Sunday, November 2, 2014

Breastfeeding Abnormal?

So there’s a movement in the US to normalize breastfeeding! My, don’t African mothers have it good! Remember earlier this year a young lady was ostracized for breastfeeding at her graduation in the US and it was all over the internet. It seems that for a mother to breastfeed in public in the US is more un-natural than soft porn. If you haven’t been following up what’s happening way out over there check this out>> THIS.

I can’t imagine being told not to breast feed when my baby needs it. Where doesn’t matter, what matters is that my baby needs to nurse and boobs are actually made to nurse little human beings… not amuse big human beings.

Now Kenyans being Kenyans those who believe to be ahead of things and on the cutting edge of social trends are starting to look down on public nursing. Try nursing, without a cover at the village market food court. Its not bad, on the whole, nice mature ladies will smile your way but every so often a supermodel looking girl will give you ‘the look’. This ‘’look’’ seems to say ‘’have some decency’’. As if breastfeeding is indecent. After that experience take a matatu ride with your baby (not for the faint-hearted though) or go to a public health facility (the Westlands maternal health clinic is my favorite, don’t look at me funny, I’m not paying I don’t know how many thousands of shillings for non-child friendly immunizations or adding a zero to the thousands for the child friendly ones. In public health facilities it costs between 50 bob and 300 bob). Should baby squeak as if to cry, everyone will tell you to give the baby what is baby’s… i.e. the breast. Trust me it doesn’t even come out lewd… its actually as loving as a Kenyan stranger in Nairobi will get.

In short I love that this breast feeding ‘issue’ is not in Kenya (except maybe in bougie Kenya) and would love to welcome young American families to invest in Kenya and use their energies on other things away from defending your right to be what you were made to be. Seriously though, I feel for young mothers out there trying to bring up children in a very unfriendly social and even legal environments (no one is going to tell me how to discipline my baby let alone take my babies away from me for trying to provide for them and for caning them every so often… that to me is nonsense.
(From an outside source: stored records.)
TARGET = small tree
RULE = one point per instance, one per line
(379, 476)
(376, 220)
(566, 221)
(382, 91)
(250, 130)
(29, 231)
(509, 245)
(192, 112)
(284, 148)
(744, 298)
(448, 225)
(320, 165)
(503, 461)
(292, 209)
My mama beat me and dang she beat and pinched wherever was necessary to teach me a lesson, I’m not dead so my babies won’t die.)
Beautiful just the way God made it!

As I finish, when little man was about 5 months old, we took our first matatu ride to the clinic. I was shy so I pumped and put milk in bottles for him to suckle in the matatu. Now little man refused to have the milk in a bottle, the more I tried to force him, the more he wailed. The conductor in the Nissan 14 seater got tired of the racket and said ‘Mungu hakukuwekea matiti ndio unyime mtoto, mpatie mtoto haki yake!’ (God didn’t put breasts on you so that you can deny your child, give the boy his rights!)